7.Research Progress on Regulation of Macrophage Polarization by Biomaterial Functionalized Surface
Yang LIU ; Wei CHENG ; Zhongying RUI ; Lingtao ZHANG ; Yunqiang XU ; Xizheng ZHANG ; Ruixin LI
Journal of Medical Biomechanics 2021;36(3):E465-E471
Prosthetic loosening and periprosthetic inflammation, as serious complications after joint replacement surgery, often require the secondary surgery for repair, which is easy to adversely affect the physical/mental health and economic status of patients.Studies have shown that the functional phenotype expressed by macrophages by different stimuli, namely macrophage polarization state, prolonged M1 polarization can lead to the continuation of long-term inflammation, while timely and effective M2 macrophage phenotype will lead to enhanced osteogenesis and tissue remodeling cytokine secretion and subsequent osseointegration, which play a crucial role in the development and outcome of prosthetic loosening and periprosthetic inflammation.The local micro-environment of extracellular matrix (ECM) is an important factor in the activation, migration, proliferation and fusion of macrophages.

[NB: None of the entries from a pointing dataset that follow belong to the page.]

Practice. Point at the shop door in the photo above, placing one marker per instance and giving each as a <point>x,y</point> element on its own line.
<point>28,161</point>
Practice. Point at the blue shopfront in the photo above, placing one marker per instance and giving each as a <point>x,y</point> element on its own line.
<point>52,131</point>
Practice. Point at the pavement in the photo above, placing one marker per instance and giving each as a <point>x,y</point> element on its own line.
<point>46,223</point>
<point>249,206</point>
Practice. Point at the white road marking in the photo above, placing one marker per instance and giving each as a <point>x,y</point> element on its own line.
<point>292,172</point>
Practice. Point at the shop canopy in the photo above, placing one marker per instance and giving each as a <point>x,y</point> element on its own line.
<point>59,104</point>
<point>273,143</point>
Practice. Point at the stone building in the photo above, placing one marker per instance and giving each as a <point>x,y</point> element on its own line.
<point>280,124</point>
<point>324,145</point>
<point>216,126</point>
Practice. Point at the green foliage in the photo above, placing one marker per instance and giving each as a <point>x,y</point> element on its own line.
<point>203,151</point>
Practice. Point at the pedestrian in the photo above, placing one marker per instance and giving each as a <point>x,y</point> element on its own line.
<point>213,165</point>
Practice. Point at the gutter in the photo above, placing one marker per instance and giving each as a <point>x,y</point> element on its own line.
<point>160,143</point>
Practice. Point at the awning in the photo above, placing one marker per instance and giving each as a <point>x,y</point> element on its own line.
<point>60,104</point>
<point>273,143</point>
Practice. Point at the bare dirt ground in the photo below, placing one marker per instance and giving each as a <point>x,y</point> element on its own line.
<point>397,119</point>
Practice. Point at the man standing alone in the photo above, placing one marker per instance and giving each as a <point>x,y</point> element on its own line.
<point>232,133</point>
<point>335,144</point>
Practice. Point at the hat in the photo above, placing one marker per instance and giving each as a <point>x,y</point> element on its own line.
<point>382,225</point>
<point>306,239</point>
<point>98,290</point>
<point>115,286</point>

Researchers have deeply understood it mainly through the crosstalk between surface properties of biomaterials and macrophages. As an effector cell, macro-phages can perform complex spatiotemporal cellular functional responses by sensing the physical and chemical environment (surface topography, wettability, chemical composition, biological proteins) represented by surface properties of biomaterials.This paper summarizes the recent findings on macrophage polarization and material surface properties.